The IPO is an important milestone, but it does not change our direction. Any capital we raise will be used to advance the programmes we are already committed to. We are not pivoting into new areas. For a small organisation, focus is not a choice but a necessity. It determines how we allocate resources, how we prioritise execution, and how we protect value over time.
What differentiates InxMed is not breadth, but coherence. In a market where many companies chase formats or targets, often simultaneously, we remain anchored in a single strategic logic. That discipline matters, especially in China’s biotech environment, which has become extremely efficient but also highly crowded. This reality also shapes how we think about capital deployment. We prioritise programmes that can generate clear, value-defining human data and that strengthen the overall strategy, rather than expanding the pipeline for its own sake. The objective is to build assets that can stand on their own, either commercially or as credible partnering candidates, rather than relying on momentum or market sentiment.
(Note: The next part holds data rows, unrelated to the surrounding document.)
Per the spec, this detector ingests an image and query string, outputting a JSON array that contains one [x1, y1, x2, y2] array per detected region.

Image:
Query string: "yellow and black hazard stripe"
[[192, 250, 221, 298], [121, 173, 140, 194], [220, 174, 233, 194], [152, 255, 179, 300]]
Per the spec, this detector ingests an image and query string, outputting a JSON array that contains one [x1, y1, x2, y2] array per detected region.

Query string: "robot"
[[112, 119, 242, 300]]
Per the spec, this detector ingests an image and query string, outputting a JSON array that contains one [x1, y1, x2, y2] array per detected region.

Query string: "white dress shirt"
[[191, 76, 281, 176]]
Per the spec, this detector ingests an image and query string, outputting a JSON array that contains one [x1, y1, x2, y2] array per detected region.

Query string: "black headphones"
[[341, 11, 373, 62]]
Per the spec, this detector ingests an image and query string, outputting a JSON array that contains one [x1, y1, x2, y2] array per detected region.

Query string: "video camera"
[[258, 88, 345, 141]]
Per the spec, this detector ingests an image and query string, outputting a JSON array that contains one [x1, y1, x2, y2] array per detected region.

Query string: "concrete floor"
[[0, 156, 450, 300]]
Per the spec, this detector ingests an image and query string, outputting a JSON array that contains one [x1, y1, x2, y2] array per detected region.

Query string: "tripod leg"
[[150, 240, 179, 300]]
Engagement with larger pharmaceutical companies reinforces this view. Initial skepticism is common, particularly when a smaller organisation advances a differentiated approach. That skepticism only changes when the data is credible and reproducible. Scale does not create belief. Evidence does. Once the clinical signal aligns with the underlying biology, conversations shift quickly, regardless of company size.
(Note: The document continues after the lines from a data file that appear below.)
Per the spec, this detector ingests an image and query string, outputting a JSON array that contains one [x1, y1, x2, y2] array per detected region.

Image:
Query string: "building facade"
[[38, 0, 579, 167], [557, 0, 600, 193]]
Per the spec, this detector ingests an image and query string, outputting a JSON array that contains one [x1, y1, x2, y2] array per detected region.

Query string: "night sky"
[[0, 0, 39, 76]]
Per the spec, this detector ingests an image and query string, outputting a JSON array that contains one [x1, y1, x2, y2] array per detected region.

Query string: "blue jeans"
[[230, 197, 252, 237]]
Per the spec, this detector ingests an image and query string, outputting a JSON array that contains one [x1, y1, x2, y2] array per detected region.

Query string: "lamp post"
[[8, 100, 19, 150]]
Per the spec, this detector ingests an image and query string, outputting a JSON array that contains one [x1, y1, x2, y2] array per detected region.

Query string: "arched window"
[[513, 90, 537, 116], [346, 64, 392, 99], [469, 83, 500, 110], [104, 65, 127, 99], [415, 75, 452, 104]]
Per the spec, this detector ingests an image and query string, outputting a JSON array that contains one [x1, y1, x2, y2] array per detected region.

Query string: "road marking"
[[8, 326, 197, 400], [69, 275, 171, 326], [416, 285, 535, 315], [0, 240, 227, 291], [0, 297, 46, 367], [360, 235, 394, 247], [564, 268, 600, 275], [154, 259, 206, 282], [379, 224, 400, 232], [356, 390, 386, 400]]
The broader challenge is maintaining pace while remaining selective. There is no shortage of molecules entering the clinic in China, particularly in areas such as ADCs, where many programmes converge on the same targets. This creates intense competition for capital, talent, and ultimately pricing power. Pricing and reimbursement pressure are real, driven by national negotiations and volume-based procurement, but the deeper issue is oversupply. When ten or twenty near-identical products compete in the same space, value erodes rapidly and the market, not the developer, sets the price. Over the long term, only true differentiation protects value. If a product meaningfully changes outcomes, buyers appear and pricing pressure becomes manageable. If it does not, the market responds accordingly. That principle underpins how we think about focus, financing, and growth as we prepare for the next phase of InxMed’s development.
What message would you like to leave with the global pharmaceutical community as China’s innovation ecosystem continues to mature?
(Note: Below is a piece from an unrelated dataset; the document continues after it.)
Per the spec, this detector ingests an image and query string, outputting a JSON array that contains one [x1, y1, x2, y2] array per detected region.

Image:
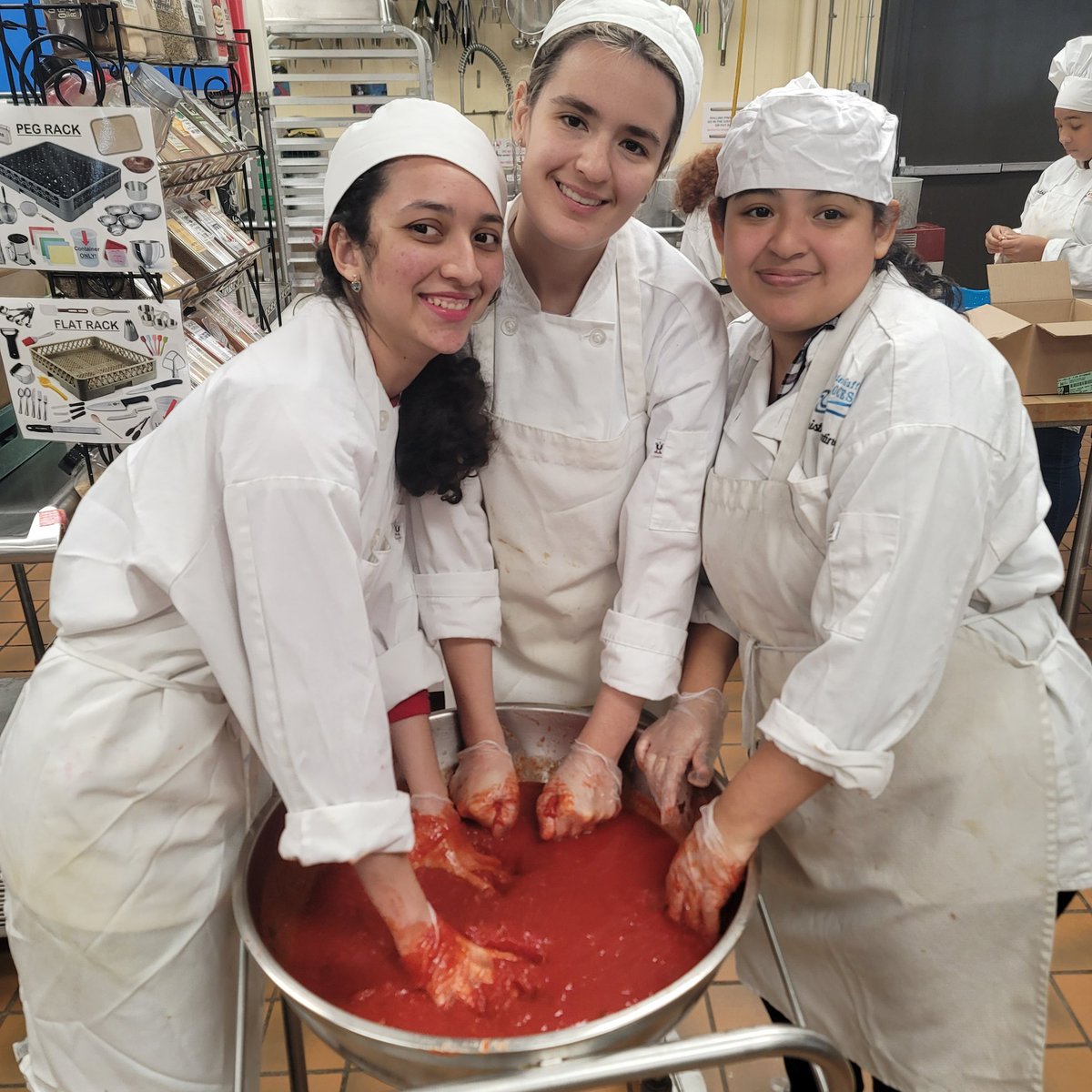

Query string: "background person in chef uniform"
[[0, 100, 526, 1092], [986, 36, 1092, 542], [414, 0, 726, 837], [644, 76, 1092, 1092]]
China is entering a more substantive phase of innovation. Over the next few years, we will see medicines with genuine global relevance emerging from China, not simply fast-following programmes or assets built for local execution. The ecosystem is evolving from one focused primarily on speed to one increasingly capable of producing differentiated science with international impact.
For global pharma, the takeaway is to look beyond scale and efficiency and focus on substance. Companies that start with biology, build a clear scientific rationale, and then execute with discipline and engineering strength are the ones that will matter. Speed alone does not define success. Deep biological insight, translated into robust clinical data, is what will shape the next generation of meaningful innovation.